I've been stuck on the, "...And the good!" lesson for quite a while now. I've used a few variations of syntax but none have worked. This is what I currently have. Any ideas?

for (i = 1; i < 20; i++);
if ( i % 5 === 2 || i % 5 === 4){
console.log("Buzz");
}

else if(i % 3 === 2 || i % 3 === 3 || i % 3 === 4 || i % 3 === 6 || i % 3 === 7 || i % 3 === 8 || i % 3 === 9 ){
console.log("Fizz");
}

else if(i % 3 === 5 ){
console.log("FizzBuzz");
}
else{
console.log(i);
};

#2

@bluejaywinters PLEASE Take a look at THIS.

#3

I recommend researching how the modulus (%) works - there was an early lesson on this, perhaps you should revisit it. If a number is divisible by something, the remainder should be zero.

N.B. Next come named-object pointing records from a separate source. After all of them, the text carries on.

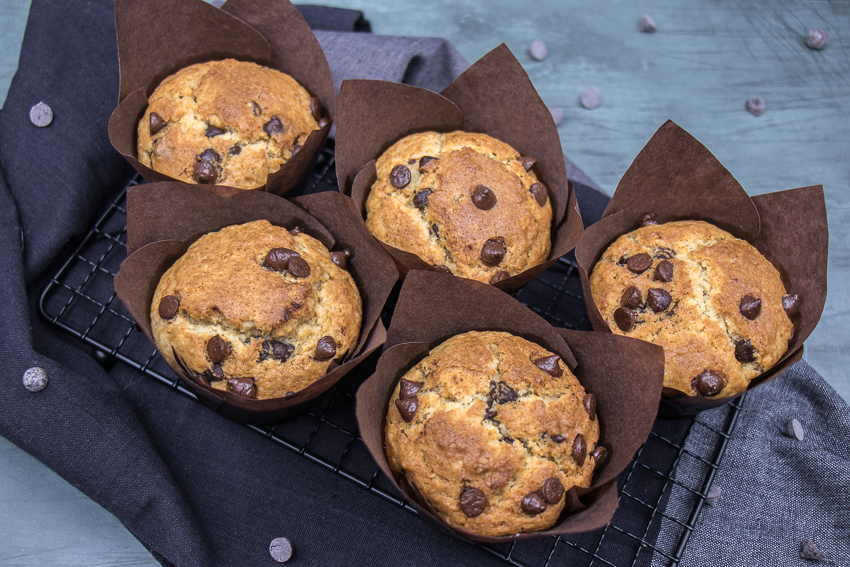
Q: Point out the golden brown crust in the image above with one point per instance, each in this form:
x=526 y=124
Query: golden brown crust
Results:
x=450 y=445
x=450 y=230
x=712 y=272
x=237 y=97
x=224 y=290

For example, if I wanted to find out if 33 was divisible by 11, 33%11 should be equal to zero.

#4

#5

The % modulo is to see if a number is divisible or not, so :
20 % 5 === 0; 20 is divisible by 5, the remainder is 0.
10 % 2 === 0; 10 is divisible by 2, the remainder is 0.
10 % 3 === 1; 10 is not divisible by 3, the remainder is 1.

So you must set :
i % 3 === 0. // if the number i is divisible by 3, console.log("FIZZ"). instead of "i % 3===5".

#6

Hi mi code work's but i don't now if is 100% correct soo...

for (i = 1; i <= 20; i++){
if (i % 3 === 0){
if (i % 5 === 0){
console.log("FizzBuzz");
} else {
console.log("Fizz");
}
} else if (i % 5 === 0){
console.log("Buzz");
} else {
console.log(i);
}
}

#7

It is correct but instead of write "if ( i % 3 === 0 ) {
if ( i % 5 === 0 ) {
console.log ( "fizzbuzz");
}
};
it is much more nice and cleaner to do :
if (( i % 3 === 0 ) && ( i % 5 === 0)) {
console.log ( "fizzbuzz");
}

#8

but in complete syntax?